Je me suis souvenue de ces mots de mon informatrice du Tea Party, de tous ces articles qui décrivent en ce moment la fin de l’engouement populaire pour Barack Obama, de l’échec annoncé du parti démocrate lors des mid terms et des leaders républicains dont le but est que Barack Obama ne soit “le président que d’un seul mandat”*.



Le Green Apple Bookstore, San Francisco. Illustration par Pauline Bé.

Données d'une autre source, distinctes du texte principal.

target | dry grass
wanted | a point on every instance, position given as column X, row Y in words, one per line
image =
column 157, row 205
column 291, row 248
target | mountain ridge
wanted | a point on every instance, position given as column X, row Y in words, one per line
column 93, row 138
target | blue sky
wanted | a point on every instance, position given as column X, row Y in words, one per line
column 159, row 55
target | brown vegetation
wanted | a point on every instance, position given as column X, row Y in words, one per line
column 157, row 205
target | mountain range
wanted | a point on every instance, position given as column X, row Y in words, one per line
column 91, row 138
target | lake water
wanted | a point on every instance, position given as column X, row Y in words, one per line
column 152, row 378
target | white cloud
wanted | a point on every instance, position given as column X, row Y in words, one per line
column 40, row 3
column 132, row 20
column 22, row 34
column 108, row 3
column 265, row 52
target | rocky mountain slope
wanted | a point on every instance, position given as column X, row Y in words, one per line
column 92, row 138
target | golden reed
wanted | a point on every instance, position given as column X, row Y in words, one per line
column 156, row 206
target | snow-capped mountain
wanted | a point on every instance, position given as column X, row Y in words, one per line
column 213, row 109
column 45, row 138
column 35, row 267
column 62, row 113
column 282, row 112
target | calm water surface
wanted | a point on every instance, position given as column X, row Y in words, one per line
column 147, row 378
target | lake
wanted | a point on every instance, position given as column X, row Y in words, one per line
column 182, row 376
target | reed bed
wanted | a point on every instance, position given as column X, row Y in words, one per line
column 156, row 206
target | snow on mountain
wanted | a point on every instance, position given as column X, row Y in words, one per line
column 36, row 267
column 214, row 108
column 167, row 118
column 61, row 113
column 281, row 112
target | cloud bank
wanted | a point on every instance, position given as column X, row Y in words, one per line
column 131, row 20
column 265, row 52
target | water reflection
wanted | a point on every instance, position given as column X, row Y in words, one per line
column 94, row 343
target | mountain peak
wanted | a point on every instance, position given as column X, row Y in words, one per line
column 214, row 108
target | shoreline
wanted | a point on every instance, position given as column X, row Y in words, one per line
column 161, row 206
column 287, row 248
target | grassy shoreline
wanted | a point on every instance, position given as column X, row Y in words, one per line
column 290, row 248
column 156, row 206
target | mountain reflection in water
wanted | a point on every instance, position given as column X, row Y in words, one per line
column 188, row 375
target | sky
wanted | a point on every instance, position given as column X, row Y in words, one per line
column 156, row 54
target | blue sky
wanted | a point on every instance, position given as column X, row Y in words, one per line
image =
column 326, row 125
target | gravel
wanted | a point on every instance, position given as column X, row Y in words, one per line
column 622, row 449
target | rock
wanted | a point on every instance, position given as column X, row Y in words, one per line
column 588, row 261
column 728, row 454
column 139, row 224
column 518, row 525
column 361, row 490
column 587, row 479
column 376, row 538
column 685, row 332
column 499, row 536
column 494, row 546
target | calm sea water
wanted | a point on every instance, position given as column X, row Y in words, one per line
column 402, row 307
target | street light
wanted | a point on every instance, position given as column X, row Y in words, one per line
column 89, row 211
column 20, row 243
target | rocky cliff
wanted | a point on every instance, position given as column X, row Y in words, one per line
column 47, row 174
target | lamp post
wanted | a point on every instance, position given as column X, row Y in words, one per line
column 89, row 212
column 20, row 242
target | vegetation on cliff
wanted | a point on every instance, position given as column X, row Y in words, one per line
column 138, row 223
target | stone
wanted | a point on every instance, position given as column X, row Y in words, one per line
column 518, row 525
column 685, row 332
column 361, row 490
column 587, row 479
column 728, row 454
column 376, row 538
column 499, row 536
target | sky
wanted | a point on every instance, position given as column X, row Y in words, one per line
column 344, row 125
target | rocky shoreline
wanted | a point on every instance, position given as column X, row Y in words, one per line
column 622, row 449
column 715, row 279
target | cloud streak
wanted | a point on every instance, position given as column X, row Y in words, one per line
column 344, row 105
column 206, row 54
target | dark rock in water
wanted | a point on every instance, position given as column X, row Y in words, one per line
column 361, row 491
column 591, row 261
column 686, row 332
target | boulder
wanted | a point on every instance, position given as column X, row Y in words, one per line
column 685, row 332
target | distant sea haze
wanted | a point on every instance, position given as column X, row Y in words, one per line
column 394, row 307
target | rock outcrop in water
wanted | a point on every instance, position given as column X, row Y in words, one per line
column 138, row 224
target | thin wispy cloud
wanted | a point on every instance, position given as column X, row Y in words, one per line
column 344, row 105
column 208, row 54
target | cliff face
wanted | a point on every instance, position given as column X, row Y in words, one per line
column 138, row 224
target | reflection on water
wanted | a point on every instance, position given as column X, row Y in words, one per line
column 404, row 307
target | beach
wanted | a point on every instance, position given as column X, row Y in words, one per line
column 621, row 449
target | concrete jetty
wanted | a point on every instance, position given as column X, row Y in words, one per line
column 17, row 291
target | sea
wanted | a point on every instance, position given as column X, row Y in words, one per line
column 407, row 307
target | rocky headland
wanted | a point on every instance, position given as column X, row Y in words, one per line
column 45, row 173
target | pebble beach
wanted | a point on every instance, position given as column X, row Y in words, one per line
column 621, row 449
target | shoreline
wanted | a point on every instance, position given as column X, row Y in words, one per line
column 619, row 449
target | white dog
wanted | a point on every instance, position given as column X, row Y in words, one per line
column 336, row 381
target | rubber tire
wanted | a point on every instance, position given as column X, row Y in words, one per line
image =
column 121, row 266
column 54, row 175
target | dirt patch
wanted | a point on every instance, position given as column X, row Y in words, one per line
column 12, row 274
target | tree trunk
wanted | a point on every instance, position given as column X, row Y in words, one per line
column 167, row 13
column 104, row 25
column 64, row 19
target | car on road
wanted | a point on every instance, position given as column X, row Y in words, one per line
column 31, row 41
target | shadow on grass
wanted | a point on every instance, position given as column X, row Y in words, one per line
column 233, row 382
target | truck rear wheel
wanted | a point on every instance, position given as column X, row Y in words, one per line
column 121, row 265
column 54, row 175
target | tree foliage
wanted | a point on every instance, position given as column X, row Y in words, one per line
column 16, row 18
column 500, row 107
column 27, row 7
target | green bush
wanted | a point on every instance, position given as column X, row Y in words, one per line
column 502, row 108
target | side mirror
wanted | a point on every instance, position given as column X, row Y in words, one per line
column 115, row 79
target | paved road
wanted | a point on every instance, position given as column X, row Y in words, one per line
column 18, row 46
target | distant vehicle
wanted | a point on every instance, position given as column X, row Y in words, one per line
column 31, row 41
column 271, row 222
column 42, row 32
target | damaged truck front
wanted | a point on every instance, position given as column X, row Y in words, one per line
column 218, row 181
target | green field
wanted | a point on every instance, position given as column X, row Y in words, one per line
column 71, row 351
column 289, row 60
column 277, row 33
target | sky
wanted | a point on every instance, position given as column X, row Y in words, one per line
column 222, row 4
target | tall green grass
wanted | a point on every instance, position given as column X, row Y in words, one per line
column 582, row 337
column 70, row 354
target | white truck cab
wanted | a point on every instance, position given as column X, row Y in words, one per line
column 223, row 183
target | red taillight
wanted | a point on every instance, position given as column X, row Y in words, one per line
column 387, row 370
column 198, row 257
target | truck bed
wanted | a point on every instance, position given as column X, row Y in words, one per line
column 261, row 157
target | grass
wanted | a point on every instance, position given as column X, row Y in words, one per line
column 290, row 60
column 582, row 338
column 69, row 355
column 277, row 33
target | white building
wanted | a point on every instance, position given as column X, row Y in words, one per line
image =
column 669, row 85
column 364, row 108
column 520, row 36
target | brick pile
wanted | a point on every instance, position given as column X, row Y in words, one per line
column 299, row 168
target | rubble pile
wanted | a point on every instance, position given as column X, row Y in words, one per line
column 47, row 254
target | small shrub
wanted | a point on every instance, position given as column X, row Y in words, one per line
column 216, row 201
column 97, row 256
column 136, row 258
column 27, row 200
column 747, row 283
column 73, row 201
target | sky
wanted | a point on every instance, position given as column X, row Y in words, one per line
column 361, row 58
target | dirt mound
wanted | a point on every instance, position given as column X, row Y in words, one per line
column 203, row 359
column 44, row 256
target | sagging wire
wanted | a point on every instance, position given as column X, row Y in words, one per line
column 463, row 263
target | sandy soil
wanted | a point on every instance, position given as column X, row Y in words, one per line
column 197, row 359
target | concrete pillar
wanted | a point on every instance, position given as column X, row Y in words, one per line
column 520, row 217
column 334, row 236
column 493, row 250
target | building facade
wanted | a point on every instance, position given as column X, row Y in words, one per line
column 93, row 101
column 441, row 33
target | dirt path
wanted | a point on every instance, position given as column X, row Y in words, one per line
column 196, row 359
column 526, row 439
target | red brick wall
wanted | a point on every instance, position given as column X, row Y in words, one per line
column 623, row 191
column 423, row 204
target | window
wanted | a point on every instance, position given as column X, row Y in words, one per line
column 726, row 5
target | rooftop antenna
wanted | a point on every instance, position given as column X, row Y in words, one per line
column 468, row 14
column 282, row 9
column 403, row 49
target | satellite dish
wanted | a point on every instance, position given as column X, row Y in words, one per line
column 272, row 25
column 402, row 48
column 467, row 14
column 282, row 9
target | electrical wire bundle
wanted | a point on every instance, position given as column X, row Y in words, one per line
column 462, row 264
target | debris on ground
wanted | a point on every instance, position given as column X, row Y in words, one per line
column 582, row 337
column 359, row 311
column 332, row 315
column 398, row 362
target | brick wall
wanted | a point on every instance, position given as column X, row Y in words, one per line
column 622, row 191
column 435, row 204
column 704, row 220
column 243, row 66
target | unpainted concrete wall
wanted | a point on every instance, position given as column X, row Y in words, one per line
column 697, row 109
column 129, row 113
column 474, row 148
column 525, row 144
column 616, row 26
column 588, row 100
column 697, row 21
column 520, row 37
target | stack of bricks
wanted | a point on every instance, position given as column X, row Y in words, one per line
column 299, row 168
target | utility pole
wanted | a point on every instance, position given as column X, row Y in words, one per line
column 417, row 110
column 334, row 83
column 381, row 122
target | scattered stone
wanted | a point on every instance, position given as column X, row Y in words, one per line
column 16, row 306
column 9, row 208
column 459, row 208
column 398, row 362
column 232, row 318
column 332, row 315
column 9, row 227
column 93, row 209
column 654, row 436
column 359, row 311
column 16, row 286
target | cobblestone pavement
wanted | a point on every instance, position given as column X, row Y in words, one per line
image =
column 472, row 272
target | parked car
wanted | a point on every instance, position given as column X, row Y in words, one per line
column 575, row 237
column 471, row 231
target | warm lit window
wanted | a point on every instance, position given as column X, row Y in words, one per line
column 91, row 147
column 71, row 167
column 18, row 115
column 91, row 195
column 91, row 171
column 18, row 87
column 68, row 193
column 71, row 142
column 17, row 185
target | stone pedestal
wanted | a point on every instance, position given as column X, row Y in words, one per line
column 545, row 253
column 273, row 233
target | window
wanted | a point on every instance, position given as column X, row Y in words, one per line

Juste après l’élection d’Obama, aux Etats-Unis comme en Europe, j’ai vu les politiciens et intellectuels libéraux se moquer des conservateurs américains, se réjouir de leur chute et de leur humiliation, comme s’il pouvait s’agir d’un ennemi si facile à abattre. Cependant, pour avoir passé l’été 2008 à décortiquer des centaines de sondages sur l’opinion publique américaine dans le cadre de mon stage en sociologie politique, je ne pensais certainement pas, déjà à l’époque, que l’Amérique était en train de devenir plus progressiste. J’en ai aujourd’hui le cœur net. Non, les républicains ne sont pas une espèce en voie de disparition et oui, il va falloir compter avec eux, et pas seulement dans leur pays. Il est important de les comprendre pour mieux se préparer à leur influence et au bras de fer qui va immanquablement s’opérer entre eux, les libéraux américains et certainement, le reste du monde.

Alors, assise par terre dans ce recoin du deuxième étage du Green Apple Bookstore, j’ai décidé d’acheter le livre d’Hertzberg parce que j’ai eu l’impression d’avoir trouvé un ouvrage historique, une pièce de collection qui rend compte d’un moment de grâce furtif de l’histoire contemporaine de

l’Amérique, qui parle de la nouvelle ère politique qu’Obama a fait naître et de républicains affaiblis dont on ne pensait pas qu’ils se relèveraient de si tôt. J’ai vu mon livre d’Hendrik Hertzberg comme une trouvaille de brocante, une vieille photographie aux couleurs passées et aux bords abîmés qui a su capturer le caractère exceptionnel d’un instant d’un autre âge qui s’évapora aussi vite qu’il était apparu.



-- * Mots prononcés publiquement par John Boehner, le Nouveau leader républicain de la Chambre des Représentants.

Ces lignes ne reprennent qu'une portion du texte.